Almost a home run!  Thank you.  

Indeed, this did make the system go to sleep and wake up again.

However, once awake the responsiveness to input is delayed and choppy.

Clock cycles are wasted on something.

I read your how-to.  Very nice work.  Thank you.

I tried to characterize what is causing the choppiness, taking your notes into account.

I let the system waking up and settle.  Then I start watching 'top' and 'vmstat'. 

Vmstat shows the 'r' column (The number of processes waiting for run time) average stays high, while the other columns don't look abnormal and 'bi' and 'bo' (block received and sent) are at zero.

I need to perform more tests, leaving modules unloaded before the suspend.

I would love any advice on determining the cause.

 *Mad Merlin wrote:*   

> Also, why are you using the madwifi drivers for wireless? I thought all of the T61s had Intel (ipw4965 or ipw3945) wireless cards.

 

One of the wireless card options for a thinkpad t61 is the Atherose Communications Inc.  AR5212 802.11abg NIC (rev 01).  I chose this card because it has served me well in my older thinkpad R51.  This card uses the madwifi-ng driver.

 *Mad Merlin wrote:*   

> Finally, AFAIK, none of the T60 or T61s support APM, only ACPI.

 

----------

## Mad Merlin

I've seen some reports where the hard drive controller doesn't wake up completely/correctly, and the machine usually crashes upon trying to access the hard drive, I haven't run into it myself though. You should be able to go into the BIOS and change the hard drive mode from AHCI to Compatible, which may help, although you'll lose NCQ capability as the drive will appear as an IDE drive instead of a SATA drive (although it should still be at /dev/sda).

----------

## johnny99

 *Mad Merlin wrote:*   

> I've seen some reports where the hard drive controller doesn't wake up completely/correctly, and the machine usually crashes upon trying to access the hard drive, I haven't run into it myself though.

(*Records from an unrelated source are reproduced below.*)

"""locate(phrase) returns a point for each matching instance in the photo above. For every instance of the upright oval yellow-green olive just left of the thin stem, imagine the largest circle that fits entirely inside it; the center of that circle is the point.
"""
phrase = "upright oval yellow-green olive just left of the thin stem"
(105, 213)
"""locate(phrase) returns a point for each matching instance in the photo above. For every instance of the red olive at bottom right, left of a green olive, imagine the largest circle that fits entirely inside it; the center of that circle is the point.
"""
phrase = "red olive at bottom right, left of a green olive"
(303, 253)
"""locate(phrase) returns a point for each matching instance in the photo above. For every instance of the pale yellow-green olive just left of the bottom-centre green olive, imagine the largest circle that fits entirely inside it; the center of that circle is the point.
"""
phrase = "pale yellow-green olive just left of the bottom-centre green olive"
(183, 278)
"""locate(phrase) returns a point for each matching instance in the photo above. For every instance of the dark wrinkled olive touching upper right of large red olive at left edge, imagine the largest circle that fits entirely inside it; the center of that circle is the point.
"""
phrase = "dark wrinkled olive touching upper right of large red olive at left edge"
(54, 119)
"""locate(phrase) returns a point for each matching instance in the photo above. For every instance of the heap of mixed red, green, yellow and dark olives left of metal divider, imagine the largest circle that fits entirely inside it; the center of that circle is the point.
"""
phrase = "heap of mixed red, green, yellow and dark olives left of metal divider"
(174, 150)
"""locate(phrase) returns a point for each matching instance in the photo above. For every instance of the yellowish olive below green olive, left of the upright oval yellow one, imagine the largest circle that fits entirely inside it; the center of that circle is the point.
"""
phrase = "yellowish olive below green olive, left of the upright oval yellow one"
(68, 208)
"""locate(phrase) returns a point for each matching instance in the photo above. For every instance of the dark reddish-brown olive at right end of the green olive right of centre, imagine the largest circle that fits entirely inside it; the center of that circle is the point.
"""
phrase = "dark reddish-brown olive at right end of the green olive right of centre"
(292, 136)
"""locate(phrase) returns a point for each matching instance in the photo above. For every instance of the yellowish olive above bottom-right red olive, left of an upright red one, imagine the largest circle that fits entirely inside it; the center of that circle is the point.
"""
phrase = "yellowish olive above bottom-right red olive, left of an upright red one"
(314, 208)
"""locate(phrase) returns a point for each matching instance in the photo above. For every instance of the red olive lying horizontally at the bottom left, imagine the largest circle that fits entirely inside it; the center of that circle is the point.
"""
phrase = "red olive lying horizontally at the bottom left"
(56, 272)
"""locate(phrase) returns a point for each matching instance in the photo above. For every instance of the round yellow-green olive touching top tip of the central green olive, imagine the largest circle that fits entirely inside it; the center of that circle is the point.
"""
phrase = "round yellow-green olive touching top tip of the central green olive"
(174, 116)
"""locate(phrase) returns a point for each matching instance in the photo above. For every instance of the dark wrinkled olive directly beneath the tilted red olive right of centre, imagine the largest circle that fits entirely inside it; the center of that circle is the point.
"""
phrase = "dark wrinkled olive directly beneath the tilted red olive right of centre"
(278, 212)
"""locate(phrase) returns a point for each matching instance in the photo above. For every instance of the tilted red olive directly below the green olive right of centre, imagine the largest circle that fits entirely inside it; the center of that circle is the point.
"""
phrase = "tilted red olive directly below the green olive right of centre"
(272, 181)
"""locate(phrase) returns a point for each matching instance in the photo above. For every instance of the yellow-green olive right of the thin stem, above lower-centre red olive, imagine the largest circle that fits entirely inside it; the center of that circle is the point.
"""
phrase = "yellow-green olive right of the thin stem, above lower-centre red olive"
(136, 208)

You should be able to go into the BIOS and change the hard drive mode from AHCI to Compatible, which may help, although you'll lose NCQ capability as the drive will appear as an IDE drive instead of a SATA drive (although it should still be at /dev/sda).

 

On this T61, in both AHCI or Compatible mode,

 system doesn't freeze after waking up, but it does stall.

 X %cpu jumps to 99% when performing minor tasks, like switching windows, moving a window.

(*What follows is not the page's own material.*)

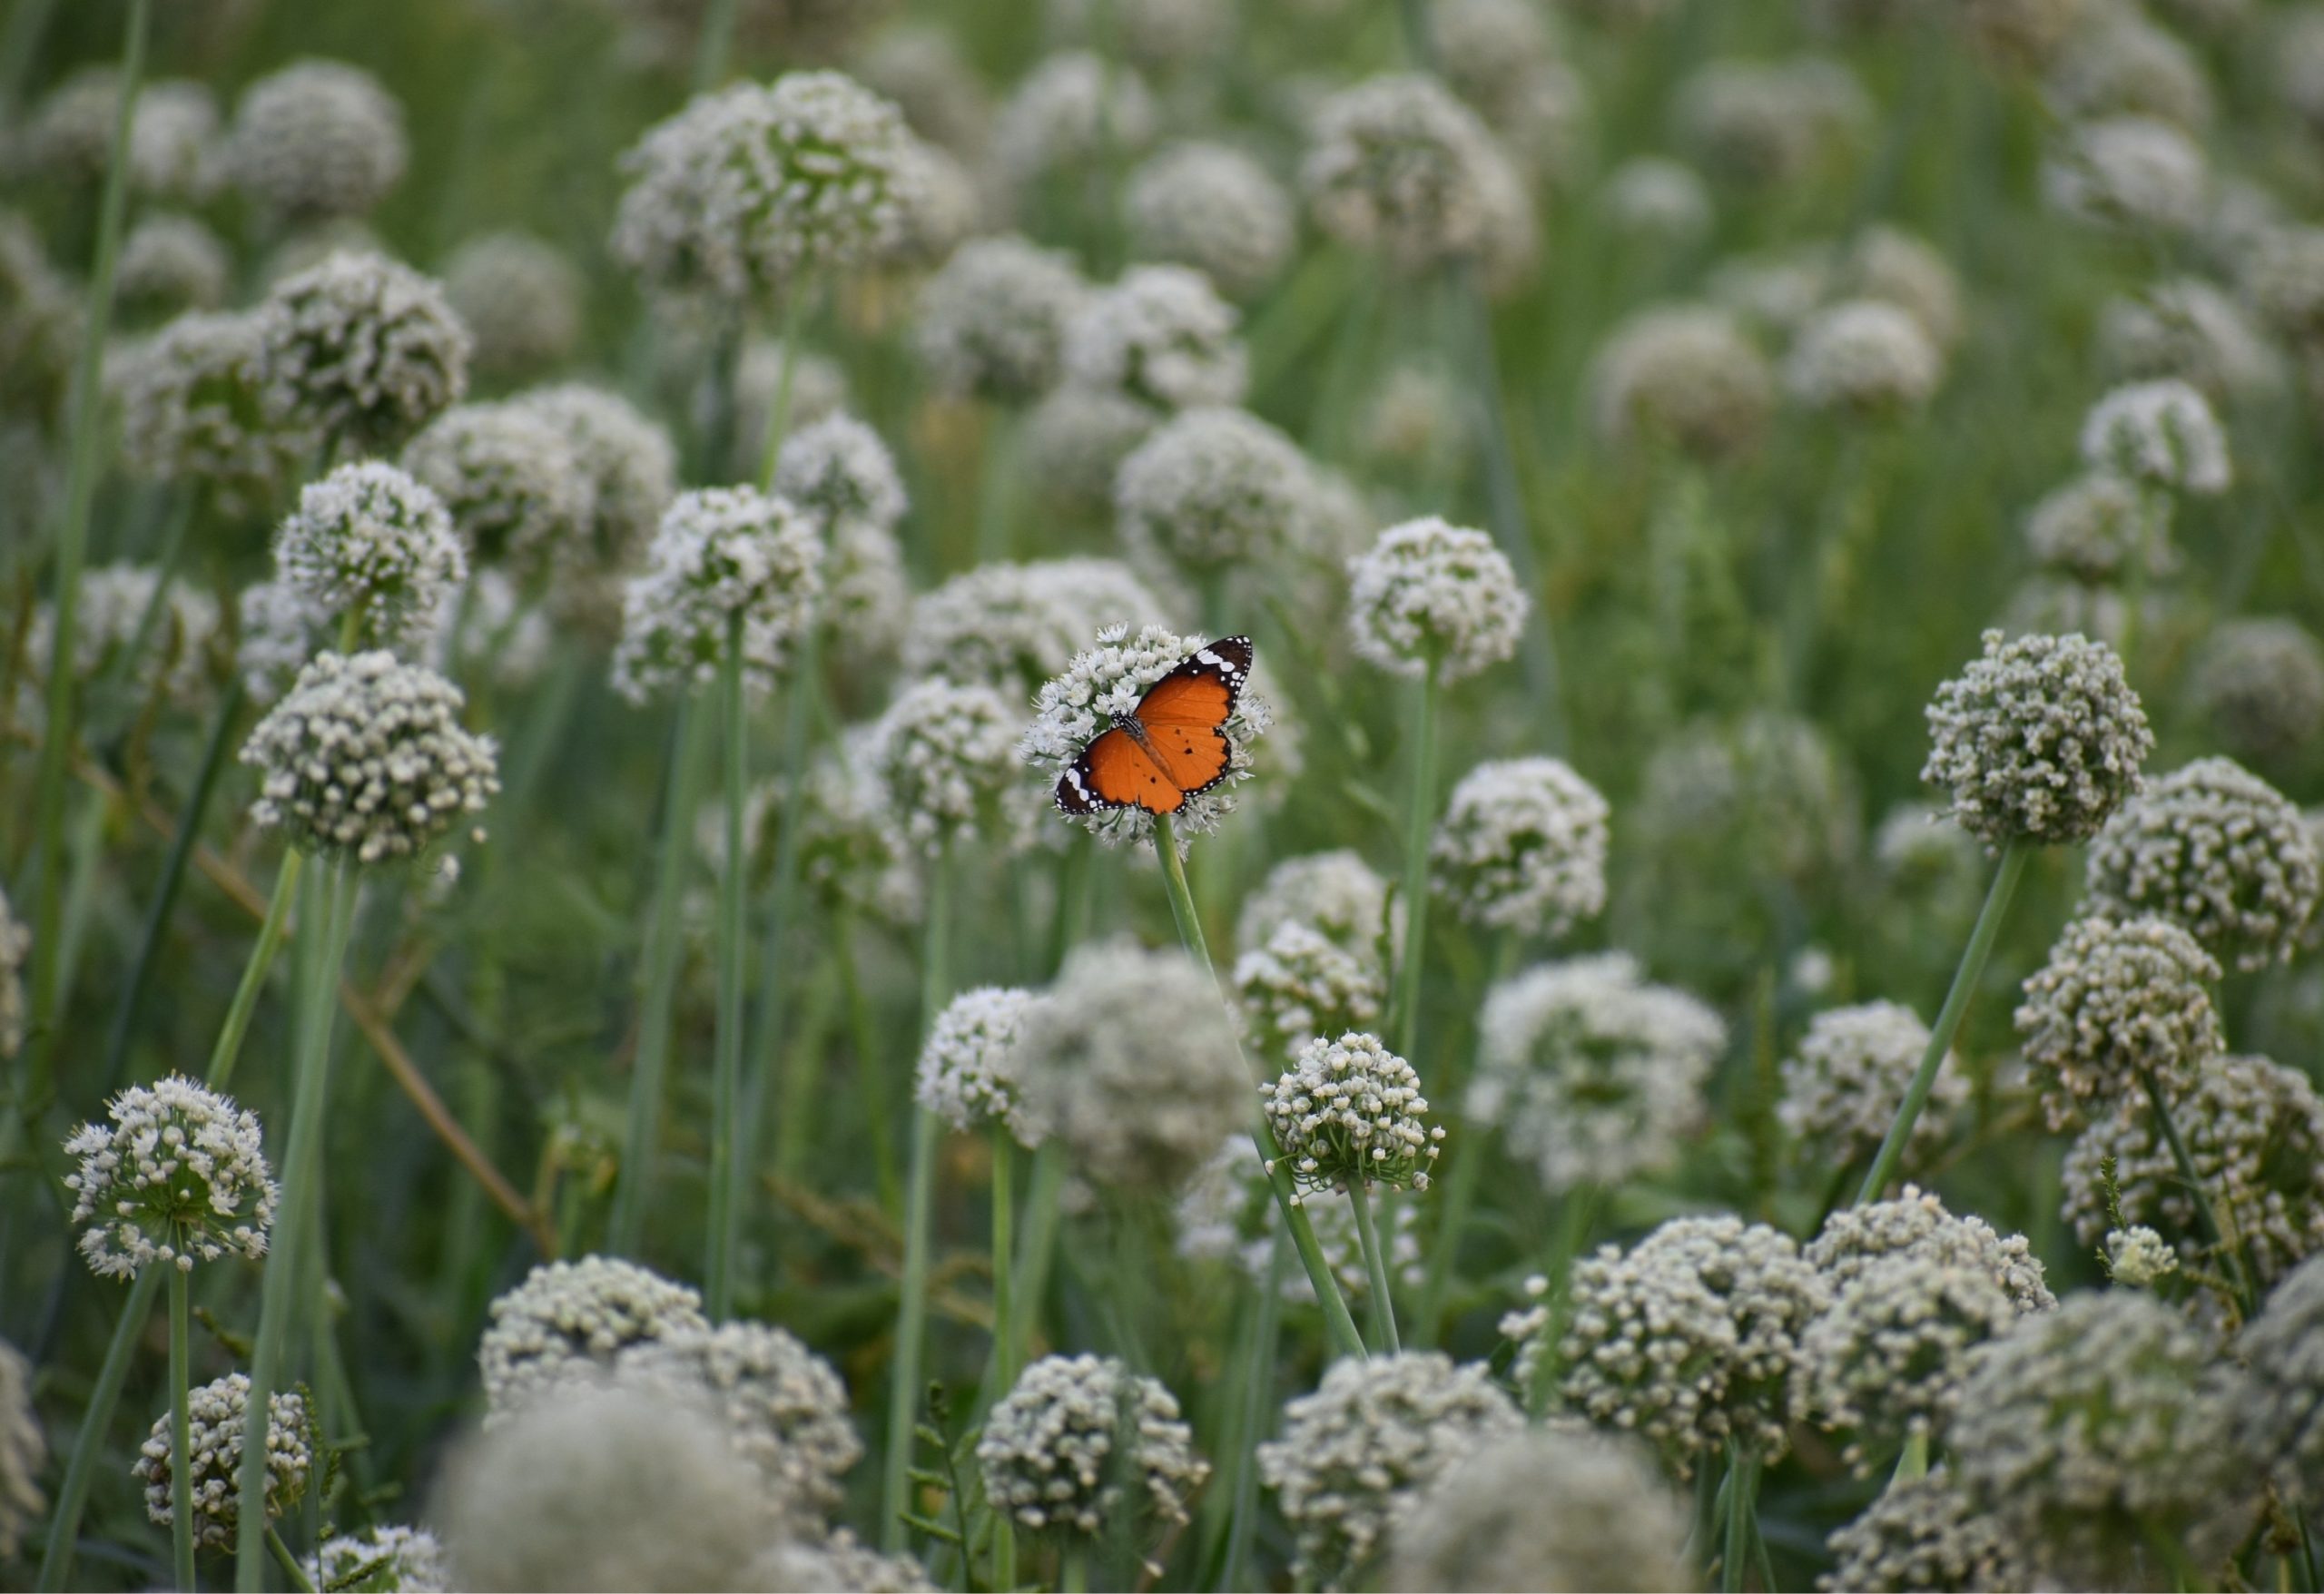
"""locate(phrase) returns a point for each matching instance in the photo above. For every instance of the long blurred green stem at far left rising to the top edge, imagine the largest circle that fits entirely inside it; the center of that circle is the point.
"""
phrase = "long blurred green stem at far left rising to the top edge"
(71, 554)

 This laptop has a Nvidia Quadro NVS 140M and I'm using the module x11-drivers/nvidia-drivers-100.14.11.

If I restart X (/etc/init.d/xdm restart), system starts behaving correctly without rebooting.

This is not an acceptable work around.  Do Nvidia drivers get any better with suspend over time?

----------

## Mad Merlin

I've never used the Nvidia drivers together with suspend, as there was no Nvidia option on the T60 (I wish there was, don't get me started on ATI...).

----------

## johnny99

Looks like this is not uncommon.

In nV News Forums > Linux Support Forums  > NVIDIA Linux 

similar observations have been made.

http://www.nvnews.net/vbulletin/showthread.php?t=94258&highlight=thinkpad

They even noticed the LCD power level can only be controlled from a non-X virtual terminal.

----------

## johnny99

Found an improvement posted to the nvnews.net forum that helps.

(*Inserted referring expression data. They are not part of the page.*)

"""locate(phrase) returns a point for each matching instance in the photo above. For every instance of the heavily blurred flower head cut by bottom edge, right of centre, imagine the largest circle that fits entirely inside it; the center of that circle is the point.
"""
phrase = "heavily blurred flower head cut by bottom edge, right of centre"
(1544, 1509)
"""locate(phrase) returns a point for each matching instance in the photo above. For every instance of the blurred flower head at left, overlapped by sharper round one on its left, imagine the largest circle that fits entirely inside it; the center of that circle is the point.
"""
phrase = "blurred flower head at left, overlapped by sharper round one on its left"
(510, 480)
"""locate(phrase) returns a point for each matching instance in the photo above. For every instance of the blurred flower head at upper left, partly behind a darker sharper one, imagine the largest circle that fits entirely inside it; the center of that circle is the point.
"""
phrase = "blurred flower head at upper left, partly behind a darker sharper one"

By turning off hardware acceleration, the problem seems to have lessoned, but it's still some delay.

# Change xorg.conf

edit /etc/X11/xorg.conf, 

under Section "Device"

    Option         "RenderAccel" "0"

# Restart X and unload nvidia driver

/etc/init.d/xdm stop

rmmod nvidia

/etc/init.d/xdm start

# Test ram suspend

echo mem > /sys/power/state

I noticed some delay in window redraw, but not a deal breaker like before.

----------